Purity Test Logo
How good is your RAG pipeline? take the test below to find out.
Caution: This is not a checklist. Completion of all items on this test will likely result in customer churn.
  1. I blindly chunk by character limit, instead of looking for stop tokens.
  2. I use more than 80% of the context window for each generation.
  3. I vectorize full documents, without creating chunks.
  4. I only use vector search for retrieving documents.
  5. I pack the context window with more than 10 results for each generation.
  6. I think I'm too cool to use plaintext search in my RAG pipeline
  7. I still use text-ada-002 embeddings model from OpenAI.
  8. I do not use a semantic filter or post-processing step.
  9. I blindly process user query without protecting for prompt injection.
  10. I blindly dump user documents into my vector index without any pre-processing or reformatting
  11. I don't inject context to my document chunks before vectorizing them
  12. I still use the standard RAG prompt from the Langchain tutorial.
  13. I evaulate my RAG pipeline performance using vibes.
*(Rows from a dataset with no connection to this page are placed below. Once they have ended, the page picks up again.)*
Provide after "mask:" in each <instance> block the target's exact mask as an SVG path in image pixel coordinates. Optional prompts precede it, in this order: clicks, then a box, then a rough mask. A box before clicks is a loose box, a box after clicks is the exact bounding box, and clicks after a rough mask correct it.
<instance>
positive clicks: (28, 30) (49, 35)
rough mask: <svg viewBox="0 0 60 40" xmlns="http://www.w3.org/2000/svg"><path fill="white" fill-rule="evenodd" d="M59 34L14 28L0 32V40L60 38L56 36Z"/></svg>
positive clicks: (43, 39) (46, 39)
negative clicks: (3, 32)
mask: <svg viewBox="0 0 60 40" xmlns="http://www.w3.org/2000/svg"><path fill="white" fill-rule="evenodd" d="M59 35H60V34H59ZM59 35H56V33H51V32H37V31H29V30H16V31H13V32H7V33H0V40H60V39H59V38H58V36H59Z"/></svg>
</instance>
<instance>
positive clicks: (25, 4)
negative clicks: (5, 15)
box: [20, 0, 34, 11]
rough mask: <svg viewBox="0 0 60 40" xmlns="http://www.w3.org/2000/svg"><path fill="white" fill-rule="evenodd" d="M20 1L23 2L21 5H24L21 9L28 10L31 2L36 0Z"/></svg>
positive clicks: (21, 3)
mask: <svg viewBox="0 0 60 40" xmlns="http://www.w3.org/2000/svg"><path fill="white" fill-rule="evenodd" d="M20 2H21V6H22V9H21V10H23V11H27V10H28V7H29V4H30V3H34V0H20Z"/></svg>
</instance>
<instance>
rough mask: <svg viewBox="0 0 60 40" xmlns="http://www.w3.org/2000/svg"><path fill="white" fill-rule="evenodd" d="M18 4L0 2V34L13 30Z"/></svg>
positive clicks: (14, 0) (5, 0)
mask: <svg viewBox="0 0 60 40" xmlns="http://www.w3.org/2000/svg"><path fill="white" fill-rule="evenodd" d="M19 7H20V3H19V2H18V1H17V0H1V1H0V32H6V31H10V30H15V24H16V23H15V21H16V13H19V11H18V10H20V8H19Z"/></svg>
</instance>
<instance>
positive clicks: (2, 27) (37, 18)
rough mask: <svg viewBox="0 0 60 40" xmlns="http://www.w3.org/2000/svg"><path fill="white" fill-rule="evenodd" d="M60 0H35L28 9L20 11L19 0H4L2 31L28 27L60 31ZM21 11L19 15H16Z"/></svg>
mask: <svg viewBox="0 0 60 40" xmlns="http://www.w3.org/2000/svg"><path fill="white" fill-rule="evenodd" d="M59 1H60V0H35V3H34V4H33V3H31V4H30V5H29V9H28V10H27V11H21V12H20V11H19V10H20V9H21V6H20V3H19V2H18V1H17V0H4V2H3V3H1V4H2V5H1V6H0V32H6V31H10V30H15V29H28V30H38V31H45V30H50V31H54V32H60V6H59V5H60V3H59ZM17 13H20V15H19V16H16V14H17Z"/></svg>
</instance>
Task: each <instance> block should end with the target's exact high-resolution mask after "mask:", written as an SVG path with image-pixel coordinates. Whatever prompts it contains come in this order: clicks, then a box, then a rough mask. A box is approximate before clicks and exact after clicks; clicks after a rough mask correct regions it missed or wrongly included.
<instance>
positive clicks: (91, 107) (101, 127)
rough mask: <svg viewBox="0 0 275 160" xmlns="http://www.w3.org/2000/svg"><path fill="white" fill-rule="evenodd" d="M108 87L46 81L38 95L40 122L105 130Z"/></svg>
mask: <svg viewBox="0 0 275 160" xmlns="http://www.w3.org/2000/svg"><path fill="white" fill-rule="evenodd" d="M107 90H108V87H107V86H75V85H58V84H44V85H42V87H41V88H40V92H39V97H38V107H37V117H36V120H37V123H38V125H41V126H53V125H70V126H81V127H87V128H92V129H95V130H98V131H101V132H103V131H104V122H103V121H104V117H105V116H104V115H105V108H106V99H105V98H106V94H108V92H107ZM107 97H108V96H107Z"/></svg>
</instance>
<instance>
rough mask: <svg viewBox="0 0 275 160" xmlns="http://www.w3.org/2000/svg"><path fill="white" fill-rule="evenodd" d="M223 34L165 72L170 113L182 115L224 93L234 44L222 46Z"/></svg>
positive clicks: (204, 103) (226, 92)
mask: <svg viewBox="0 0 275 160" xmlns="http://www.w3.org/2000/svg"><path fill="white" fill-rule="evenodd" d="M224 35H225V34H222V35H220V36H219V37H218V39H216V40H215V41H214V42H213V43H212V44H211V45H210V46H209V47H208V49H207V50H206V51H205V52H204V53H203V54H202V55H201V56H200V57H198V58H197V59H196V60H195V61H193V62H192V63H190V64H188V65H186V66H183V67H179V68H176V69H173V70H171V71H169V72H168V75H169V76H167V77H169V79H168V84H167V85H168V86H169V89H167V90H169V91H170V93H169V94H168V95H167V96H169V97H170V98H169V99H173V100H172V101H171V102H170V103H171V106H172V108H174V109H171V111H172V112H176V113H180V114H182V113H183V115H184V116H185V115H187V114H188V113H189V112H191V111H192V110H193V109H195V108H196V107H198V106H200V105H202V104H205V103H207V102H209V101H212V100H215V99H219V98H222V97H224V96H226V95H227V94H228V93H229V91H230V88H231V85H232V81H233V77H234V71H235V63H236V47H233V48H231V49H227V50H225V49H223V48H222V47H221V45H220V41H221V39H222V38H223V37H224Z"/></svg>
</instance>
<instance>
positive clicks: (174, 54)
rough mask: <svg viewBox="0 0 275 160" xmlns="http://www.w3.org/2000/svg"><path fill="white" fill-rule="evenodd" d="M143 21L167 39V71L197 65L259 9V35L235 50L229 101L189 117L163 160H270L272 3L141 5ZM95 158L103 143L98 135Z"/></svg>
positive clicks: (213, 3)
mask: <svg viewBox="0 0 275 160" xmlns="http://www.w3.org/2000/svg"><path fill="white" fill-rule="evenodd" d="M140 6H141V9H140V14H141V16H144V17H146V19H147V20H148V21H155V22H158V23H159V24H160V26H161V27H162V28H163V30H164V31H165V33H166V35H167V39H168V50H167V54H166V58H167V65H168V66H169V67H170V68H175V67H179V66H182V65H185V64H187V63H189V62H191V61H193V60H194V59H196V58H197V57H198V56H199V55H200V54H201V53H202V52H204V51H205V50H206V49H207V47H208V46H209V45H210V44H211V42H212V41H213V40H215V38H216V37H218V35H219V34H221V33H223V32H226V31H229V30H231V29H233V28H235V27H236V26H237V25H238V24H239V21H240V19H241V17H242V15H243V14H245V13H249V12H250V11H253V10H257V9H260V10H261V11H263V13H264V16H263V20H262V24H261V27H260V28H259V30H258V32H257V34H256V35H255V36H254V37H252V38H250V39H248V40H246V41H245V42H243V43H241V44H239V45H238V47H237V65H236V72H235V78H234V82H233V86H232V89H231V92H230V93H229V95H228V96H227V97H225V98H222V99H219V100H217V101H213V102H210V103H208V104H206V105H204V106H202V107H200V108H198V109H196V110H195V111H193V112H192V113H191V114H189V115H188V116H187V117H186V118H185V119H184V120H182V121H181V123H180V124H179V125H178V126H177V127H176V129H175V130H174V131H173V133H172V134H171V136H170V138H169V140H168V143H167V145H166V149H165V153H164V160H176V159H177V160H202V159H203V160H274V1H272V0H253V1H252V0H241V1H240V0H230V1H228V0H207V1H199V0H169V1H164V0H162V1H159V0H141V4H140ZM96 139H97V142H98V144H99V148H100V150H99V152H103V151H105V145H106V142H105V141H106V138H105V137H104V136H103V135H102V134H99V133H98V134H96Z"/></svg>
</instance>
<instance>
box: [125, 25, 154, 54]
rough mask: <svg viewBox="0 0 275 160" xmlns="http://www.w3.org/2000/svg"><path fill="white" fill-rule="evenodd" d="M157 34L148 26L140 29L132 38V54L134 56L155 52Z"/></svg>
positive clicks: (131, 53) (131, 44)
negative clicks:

  14. I don't use LlamaParse for processing PDFs.
  15. I don't use overlapping chunks to prevent information loss.
  16. I rely on cosine similarity alone to rank results.
  17. I utilize a minimum cosine similarity threshold to filter out irrelevant results.
  18. I do not use query expansion.
  19. I have not experimented with chunk sizes.
  20. I have not updated my pipeline in the last 6 months.